Important recollections of the relatives of the missing men have been collected. One of them recalls:
“In the summer of 1944 and 1945, I went with some other children from the village of Raduil upstream of the Slivnitsa river, right up to the Black Rock. I’ve been there since as a hunter. In the spring of 1945, there was a foul stench coming from there. It was fenced off. In the autumn, we saw human bones. In one place we found two skulls amongst the rocks in the river. One of them had a round hole in it, like from a bullet, in the back of the head. Then a man from the mayor’s office went to collect the bones and skulls. No-one knows where he buried them. One man from our village saw them pushing men off the top of the cliff”.
The descendants of the men who went missing without trace in Samokov are convinced that in 1944 the Black Rocks was used as a place of execution for their relatives.

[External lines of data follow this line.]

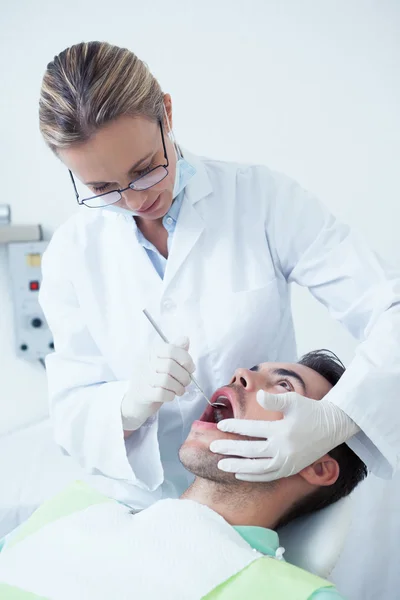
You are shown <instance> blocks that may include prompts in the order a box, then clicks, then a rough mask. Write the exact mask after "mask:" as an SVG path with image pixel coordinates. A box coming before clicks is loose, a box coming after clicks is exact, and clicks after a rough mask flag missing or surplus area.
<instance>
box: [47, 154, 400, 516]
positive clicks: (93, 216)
mask: <svg viewBox="0 0 400 600" xmlns="http://www.w3.org/2000/svg"><path fill="white" fill-rule="evenodd" d="M185 156H186V158H187V159H188V160H189V162H191V163H192V164H193V165H194V166H195V168H196V170H197V174H196V175H195V177H194V178H193V179H192V180H191V181H190V183H189V184H188V185H187V187H186V188H185V197H184V201H183V204H182V208H181V212H180V215H179V218H178V223H177V227H176V231H175V234H174V239H173V243H172V248H171V251H170V255H169V258H168V263H167V267H166V272H165V277H164V280H161V279H160V277H159V276H158V274H157V272H156V270H155V269H154V267H153V265H152V263H151V262H150V260H149V258H148V256H147V254H146V251H145V250H144V249H143V247H142V246H141V245H140V244H139V243H138V241H137V239H136V235H135V227H136V225H135V222H134V220H133V219H131V218H129V217H126V216H124V215H121V214H115V213H110V212H107V211H102V210H93V209H92V210H90V209H82V210H81V211H79V213H78V214H77V215H75V216H73V217H72V218H71V219H70V220H69V221H68V222H67V223H65V224H64V225H63V226H61V227H60V228H59V229H58V230H57V231H56V233H55V235H54V236H53V239H52V241H51V243H50V245H49V247H48V250H47V252H46V253H45V256H44V259H43V284H42V289H41V294H40V301H41V304H42V307H43V310H44V313H45V316H46V318H47V320H48V323H49V325H50V328H51V330H52V332H53V335H54V341H55V348H56V352H55V353H54V354H52V355H51V356H49V357H48V360H47V369H48V379H49V392H50V401H51V414H52V417H53V420H54V428H55V437H56V440H57V442H58V443H59V444H60V446H61V447H62V448H64V450H65V451H66V452H67V453H69V454H70V455H72V456H74V457H75V458H76V459H78V460H79V462H80V463H81V464H82V465H83V466H84V467H85V468H86V469H87V470H88V471H89V472H90V473H92V474H93V475H96V476H97V477H96V479H97V486H98V487H100V488H101V489H102V491H104V492H106V493H108V494H109V495H111V496H114V497H115V498H117V499H119V500H121V501H123V502H126V503H127V504H131V505H132V506H136V507H138V508H141V507H144V506H148V505H149V504H151V503H152V502H153V501H155V500H157V499H160V498H162V497H166V496H177V495H178V494H179V493H180V492H181V491H182V490H183V489H185V488H186V487H187V485H188V483H190V481H191V476H190V475H188V473H187V472H186V471H185V470H184V469H183V467H182V466H181V465H180V463H179V461H178V457H177V454H178V449H179V446H180V445H181V443H182V442H183V440H184V439H185V437H186V435H187V434H188V432H189V429H190V425H191V423H192V421H193V420H194V419H195V418H197V417H198V416H199V415H200V414H201V413H202V411H203V409H204V403H205V400H204V399H203V398H202V397H200V396H199V395H197V394H196V393H194V391H193V390H192V391H191V390H189V392H188V393H187V394H186V395H185V396H183V397H182V398H176V399H175V400H174V401H173V402H172V403H170V404H168V405H164V406H163V407H162V408H161V410H160V412H159V413H158V415H156V416H155V417H153V418H152V419H149V421H147V422H146V423H145V424H144V425H143V426H142V427H141V428H140V429H139V430H138V431H136V432H134V433H133V434H132V435H131V437H130V438H129V439H128V440H127V441H126V442H124V438H123V430H122V424H121V415H120V405H121V400H122V397H123V395H124V393H125V391H126V390H127V387H128V381H129V380H130V379H131V378H132V377H136V376H140V372H141V367H142V365H143V362H144V361H145V360H146V359H147V357H148V353H149V348H150V347H151V346H152V345H153V344H154V343H155V342H156V341H157V337H156V334H155V333H154V332H153V330H152V328H151V327H150V325H149V323H148V321H147V320H146V319H145V317H144V316H143V314H142V309H143V308H147V309H148V310H149V311H150V313H151V314H152V315H153V316H154V318H155V320H156V321H157V322H158V323H159V324H160V326H161V328H162V330H163V331H164V332H165V334H166V335H167V337H168V338H170V339H171V340H173V339H174V338H176V337H177V336H179V335H182V334H185V335H188V336H189V337H190V339H191V350H190V351H191V354H192V357H193V360H194V362H195V364H196V366H197V371H196V375H197V378H198V380H199V382H200V383H201V385H202V386H203V388H204V390H205V392H206V393H207V394H209V395H211V393H212V392H213V391H214V390H215V389H216V388H217V387H218V386H221V385H222V384H225V383H227V382H228V381H229V380H230V378H231V376H232V374H233V371H234V369H235V368H237V367H251V366H253V365H254V364H257V363H259V362H263V361H289V362H290V361H294V360H295V359H296V345H295V335H294V329H293V322H292V314H291V306H290V292H289V283H290V282H293V281H295V282H297V283H299V284H300V285H302V286H306V287H308V288H309V289H310V291H311V293H312V294H313V295H314V296H315V297H316V298H317V299H318V300H320V301H321V302H322V303H323V304H324V305H326V306H327V308H328V309H329V311H330V314H331V315H332V316H333V317H335V318H336V319H338V320H339V321H341V322H342V323H343V325H344V326H345V327H346V328H347V329H348V330H349V331H350V332H351V333H352V334H353V335H354V336H355V337H357V338H358V339H359V340H360V341H361V342H362V343H361V344H360V345H359V347H358V352H357V355H356V357H355V359H354V361H353V362H352V364H351V366H350V367H349V369H348V371H347V372H346V374H345V375H344V376H343V378H342V380H341V381H340V383H339V384H338V385H337V386H336V387H335V388H334V389H333V390H332V391H331V392H330V394H329V399H330V400H331V401H332V402H335V403H336V404H337V405H339V406H340V407H341V408H342V409H343V410H345V411H346V412H347V414H348V415H349V416H350V417H351V418H352V419H354V421H355V422H356V423H357V424H358V425H359V426H360V428H361V429H362V433H360V434H359V435H358V436H356V438H353V440H352V447H353V449H355V450H356V451H357V453H358V454H359V455H360V456H361V457H362V458H363V460H364V461H365V462H367V464H368V466H369V467H370V468H371V469H372V470H374V471H375V472H376V473H378V474H380V475H382V476H388V475H390V473H391V471H392V469H393V468H395V467H396V466H397V463H398V461H399V456H400V410H399V388H400V305H399V303H400V279H399V277H398V276H397V277H395V276H394V275H393V274H392V273H390V272H389V271H386V272H385V270H384V267H383V266H382V262H381V261H380V260H379V259H378V258H377V257H376V256H375V255H374V254H373V253H372V252H371V250H369V248H368V247H367V246H366V245H365V243H364V242H363V241H362V240H360V239H358V237H357V236H356V235H354V234H352V233H351V232H350V230H349V228H348V227H347V226H346V225H343V224H340V223H338V222H337V221H336V220H335V218H334V217H333V216H332V215H331V214H329V213H328V212H327V211H326V210H325V208H324V207H323V206H322V205H321V204H320V203H319V202H318V201H317V200H316V199H315V198H313V197H311V196H310V195H309V194H308V193H306V192H305V191H304V190H303V189H301V188H300V187H299V186H298V185H297V184H296V183H294V182H293V181H291V180H290V179H288V178H286V177H284V176H282V175H279V174H276V173H274V172H272V171H270V170H269V169H267V168H265V167H258V166H240V165H236V164H230V163H223V162H217V161H212V160H205V159H200V158H199V157H196V156H193V155H191V154H189V153H185Z"/></svg>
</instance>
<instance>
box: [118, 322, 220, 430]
mask: <svg viewBox="0 0 400 600" xmlns="http://www.w3.org/2000/svg"><path fill="white" fill-rule="evenodd" d="M143 313H144V314H145V316H146V318H147V319H148V320H149V321H150V323H151V324H152V326H153V327H154V329H155V330H156V331H157V333H158V335H159V336H160V337H161V339H162V340H163V341H162V343H161V344H160V345H159V346H158V347H157V350H156V352H155V353H154V354H153V356H152V357H151V358H150V361H149V364H148V365H146V366H145V368H144V371H143V373H142V376H141V378H140V380H139V381H138V379H137V378H135V380H134V381H132V382H131V385H130V387H129V389H128V391H127V393H126V394H125V396H124V398H123V400H122V405H121V412H122V422H123V427H124V430H125V431H135V430H136V429H139V427H141V425H143V423H144V422H145V421H146V420H147V419H148V418H149V417H151V416H152V415H153V414H155V413H156V412H157V411H158V410H159V409H160V408H161V406H162V405H163V404H164V402H171V401H172V400H173V399H174V398H175V396H183V394H184V393H185V388H186V387H187V386H188V385H190V383H191V382H193V383H194V385H195V386H196V387H197V389H198V390H199V392H200V393H201V394H202V395H203V396H204V397H205V399H206V400H207V402H209V403H210V401H209V399H208V398H207V396H206V395H205V394H204V392H203V390H202V389H201V387H200V385H199V384H198V383H197V381H196V379H195V378H194V377H193V375H192V373H193V372H194V371H195V365H194V362H193V360H192V357H191V356H190V354H189V352H188V350H189V339H188V338H187V337H185V338H181V339H180V340H178V341H176V342H175V343H174V344H170V343H169V342H168V340H167V338H166V337H165V335H164V334H163V333H162V331H161V330H160V328H159V327H158V325H157V324H156V323H155V321H154V320H153V319H152V317H151V316H150V314H149V313H148V312H147V310H144V311H143ZM223 406H224V405H223Z"/></svg>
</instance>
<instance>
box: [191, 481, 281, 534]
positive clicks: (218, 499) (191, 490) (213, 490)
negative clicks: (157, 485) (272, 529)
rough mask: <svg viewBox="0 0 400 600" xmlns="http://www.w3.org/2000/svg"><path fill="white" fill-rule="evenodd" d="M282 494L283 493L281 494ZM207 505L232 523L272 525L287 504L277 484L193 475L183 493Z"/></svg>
mask: <svg viewBox="0 0 400 600" xmlns="http://www.w3.org/2000/svg"><path fill="white" fill-rule="evenodd" d="M283 496H284V495H283ZM182 499H185V500H194V501H195V502H198V503H199V504H204V505H205V506H208V507H209V508H211V509H212V510H214V511H215V512H217V513H218V514H220V515H221V517H223V518H224V519H225V520H226V521H227V522H228V523H230V524H231V525H249V526H250V525H251V526H258V527H267V528H269V529H273V528H274V526H275V525H276V523H277V522H278V521H279V519H280V517H281V516H282V514H283V513H284V512H285V511H286V509H287V508H288V506H287V502H286V503H285V499H284V497H282V494H281V493H280V490H279V486H278V485H276V484H269V485H268V484H254V483H246V482H244V481H237V482H234V483H232V484H225V483H218V482H214V481H209V480H207V479H202V478H201V477H196V479H195V480H194V482H193V483H192V485H191V486H190V487H189V488H188V489H187V490H186V492H185V493H184V494H183V495H182Z"/></svg>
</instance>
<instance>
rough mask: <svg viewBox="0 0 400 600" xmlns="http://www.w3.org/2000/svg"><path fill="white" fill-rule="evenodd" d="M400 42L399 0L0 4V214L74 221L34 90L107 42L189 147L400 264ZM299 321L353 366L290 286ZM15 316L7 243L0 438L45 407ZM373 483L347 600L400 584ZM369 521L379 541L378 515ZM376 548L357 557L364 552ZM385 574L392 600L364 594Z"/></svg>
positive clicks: (43, 401) (304, 349) (210, 1)
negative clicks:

After the political changes, the Black Rock became a place for pilgrimage in honour of the victims killed without trial and sentence after the 9th September, 1944.
The first pilgrimage was organised by the UDF and democratic citizens from Samokov on the 13th May, 1990. The journalist, Georgi Manov, describes it as a mass initiative in which people made their pilgrimage to the Black Rock in buses, cars, carts and on foot. An impressive black iron cross has been placed on the Black Rocks with the inscription: “To the memory of the victims of the Red Terror murdered here".
The tradition of pilgrimage in honour of those murdered without trial and sentence has been preserved for a quarter of a century, and the memorial service is held in the autumn.